# Derivative of cos3x by First Principle

The derivative of cos3x is equal to -3sin3x. Here we learn how to differentiate cos3x and find the derivative of cos3x by first principle.

## Derivative Formula of cos3x

The formula of the derivative of cos3x is given by

d(cos3x)/dx = -3sin3x.

That is, the derivative of cos3x is equal to the negative of three times of sin3x.

## Derivative of cos3x using First Principle

Using the first principle of derivatives, the derivative of a function f(x) is given by the following limit formula:

$\dfrac{d}{dx}\big(f(x) \big)$ = limh→0 $\dfrac{f(x+h)-f(x)}{h}$.

Put f(x)=cos3x. Then the derivative of cos3x using first principle will be equal to

$\dfrac{d}{dx}\big(\cos 3x \big)$ = limh→0 $\dfrac{\cos 3(x+h)- \cos 3x}{h}$

= limh→0 $\dfrac{\cos (3x+3h)- \cos 3x}{h}$

= limh→0 $\dfrac{\cos 3x \cos 3h – \sin 3x \sin 3h – \cos 3x}{h}$. Here we have used the trigonometric formula: cos(A + B) = cosA cosB – sinA sinB.

= limh→0 $\dfrac{\cos 3x(\cos 3h -1) -\sin 3x \sin 3h}{h}$

= limh→0 $\dfrac{\cos 3x(\cos 3h -1)}{h}$ – limh→0 $\dfrac{\sin 3x \sin 3h}{h}$ by the sum rule of limits.

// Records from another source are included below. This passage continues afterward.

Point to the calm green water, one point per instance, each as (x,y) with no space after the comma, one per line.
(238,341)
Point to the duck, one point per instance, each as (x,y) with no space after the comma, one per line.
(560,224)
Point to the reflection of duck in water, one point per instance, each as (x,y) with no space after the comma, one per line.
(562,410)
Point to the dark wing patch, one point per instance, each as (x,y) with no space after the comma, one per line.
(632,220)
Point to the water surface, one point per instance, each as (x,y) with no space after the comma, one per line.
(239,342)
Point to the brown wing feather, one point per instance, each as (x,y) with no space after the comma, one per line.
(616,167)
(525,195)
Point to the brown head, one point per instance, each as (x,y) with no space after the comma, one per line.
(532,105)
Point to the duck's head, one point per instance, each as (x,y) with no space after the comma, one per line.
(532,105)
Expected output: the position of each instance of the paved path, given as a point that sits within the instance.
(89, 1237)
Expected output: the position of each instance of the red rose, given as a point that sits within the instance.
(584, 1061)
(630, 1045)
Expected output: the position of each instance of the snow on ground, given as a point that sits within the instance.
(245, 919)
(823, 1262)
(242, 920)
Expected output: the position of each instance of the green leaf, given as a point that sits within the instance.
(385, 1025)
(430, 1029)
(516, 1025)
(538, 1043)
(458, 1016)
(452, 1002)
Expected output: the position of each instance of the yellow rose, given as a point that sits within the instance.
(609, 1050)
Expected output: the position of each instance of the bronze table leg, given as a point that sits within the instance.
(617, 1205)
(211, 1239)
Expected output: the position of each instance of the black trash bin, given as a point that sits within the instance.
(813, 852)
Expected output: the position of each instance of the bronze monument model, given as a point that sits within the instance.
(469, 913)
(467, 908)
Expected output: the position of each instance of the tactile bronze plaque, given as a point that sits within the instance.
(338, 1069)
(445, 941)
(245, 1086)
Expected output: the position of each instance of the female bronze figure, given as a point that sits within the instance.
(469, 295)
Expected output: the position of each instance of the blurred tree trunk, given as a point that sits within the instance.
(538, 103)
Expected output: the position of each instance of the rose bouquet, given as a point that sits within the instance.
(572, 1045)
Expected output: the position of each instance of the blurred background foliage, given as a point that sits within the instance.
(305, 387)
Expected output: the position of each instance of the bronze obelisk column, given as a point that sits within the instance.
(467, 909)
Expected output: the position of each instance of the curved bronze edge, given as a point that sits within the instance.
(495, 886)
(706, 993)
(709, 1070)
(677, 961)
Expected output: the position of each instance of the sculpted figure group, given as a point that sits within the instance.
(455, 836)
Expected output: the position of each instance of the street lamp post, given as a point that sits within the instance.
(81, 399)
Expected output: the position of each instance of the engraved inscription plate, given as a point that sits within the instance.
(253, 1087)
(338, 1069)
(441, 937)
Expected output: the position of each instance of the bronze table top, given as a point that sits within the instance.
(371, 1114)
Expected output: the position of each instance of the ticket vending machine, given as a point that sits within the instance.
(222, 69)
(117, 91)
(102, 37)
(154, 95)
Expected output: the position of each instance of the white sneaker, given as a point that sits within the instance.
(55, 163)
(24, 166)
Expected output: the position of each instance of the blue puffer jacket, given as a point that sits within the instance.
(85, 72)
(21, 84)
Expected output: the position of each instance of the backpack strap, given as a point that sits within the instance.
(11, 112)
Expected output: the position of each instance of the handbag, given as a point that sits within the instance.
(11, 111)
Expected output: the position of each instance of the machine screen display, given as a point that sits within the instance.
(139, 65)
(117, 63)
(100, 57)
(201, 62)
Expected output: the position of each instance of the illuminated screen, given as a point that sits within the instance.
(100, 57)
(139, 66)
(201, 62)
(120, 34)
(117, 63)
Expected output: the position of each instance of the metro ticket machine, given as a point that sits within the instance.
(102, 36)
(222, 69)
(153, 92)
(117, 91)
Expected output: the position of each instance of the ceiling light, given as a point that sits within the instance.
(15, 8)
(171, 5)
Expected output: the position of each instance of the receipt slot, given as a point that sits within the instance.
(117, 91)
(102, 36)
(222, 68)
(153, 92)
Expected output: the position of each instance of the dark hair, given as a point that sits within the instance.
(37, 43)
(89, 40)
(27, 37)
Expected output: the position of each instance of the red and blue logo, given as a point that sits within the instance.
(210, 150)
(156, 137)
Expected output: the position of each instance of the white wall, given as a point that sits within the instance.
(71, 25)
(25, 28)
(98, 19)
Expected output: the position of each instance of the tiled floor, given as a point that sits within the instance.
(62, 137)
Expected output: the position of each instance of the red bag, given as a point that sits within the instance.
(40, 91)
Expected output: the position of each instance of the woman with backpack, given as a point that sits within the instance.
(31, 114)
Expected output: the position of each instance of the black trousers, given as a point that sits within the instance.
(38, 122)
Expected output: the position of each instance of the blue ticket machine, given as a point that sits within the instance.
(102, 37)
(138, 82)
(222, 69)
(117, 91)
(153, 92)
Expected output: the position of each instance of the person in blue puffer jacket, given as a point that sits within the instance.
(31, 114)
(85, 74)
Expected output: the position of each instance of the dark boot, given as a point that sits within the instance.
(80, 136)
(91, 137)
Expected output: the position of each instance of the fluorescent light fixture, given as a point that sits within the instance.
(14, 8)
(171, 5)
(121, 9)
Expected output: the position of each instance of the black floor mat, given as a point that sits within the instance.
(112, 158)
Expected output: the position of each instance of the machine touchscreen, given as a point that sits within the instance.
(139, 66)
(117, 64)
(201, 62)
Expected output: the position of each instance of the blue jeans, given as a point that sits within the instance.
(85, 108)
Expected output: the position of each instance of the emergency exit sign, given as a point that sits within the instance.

= 3cos3x limh→0 $\dfrac{\cos 3h -1}{3h}$ – sin3x limh→0 $\dfrac{\sin 3h}{h}$

= 3cos3x × 0 – sin3x × 3 by the limit formulas limx→0 $\dfrac{\cos x -1}{x}$ =0 and limx→0 (sinbx/x) = b.

= 0 – 3sin3x

= -3sin3x.

So the derivative of cos3x by first principle is -3sin3x and this is obtained by the first principle of derivatives.

Derivative of tan3x: The derivative of tan3x is 3sec2 3x.

Derivative of sin5x: The derivative of sin5x is 5cos5x.

Derivative of cos2x: The derivative of cos2x is -sin2x.

Derivative of 2x: The derivative of 2x is 2xln2.

## FAQs

### Q1: What is derivative of cos3x?

Answer: The derivative of cos3x is -3sin3x. It is obtained as follows: d(cos3x)/dx = d(cos3x)/d(3x) × d(3x)/dx = d(cosz)/dz × 3 (where z=3x) = -3 sinz = -3 sin3x.

### Q2: What is derivative formula of cos3x?

Answer: The derivative of cos3x formula is given by d(cos3x)/dx = -3sin3x.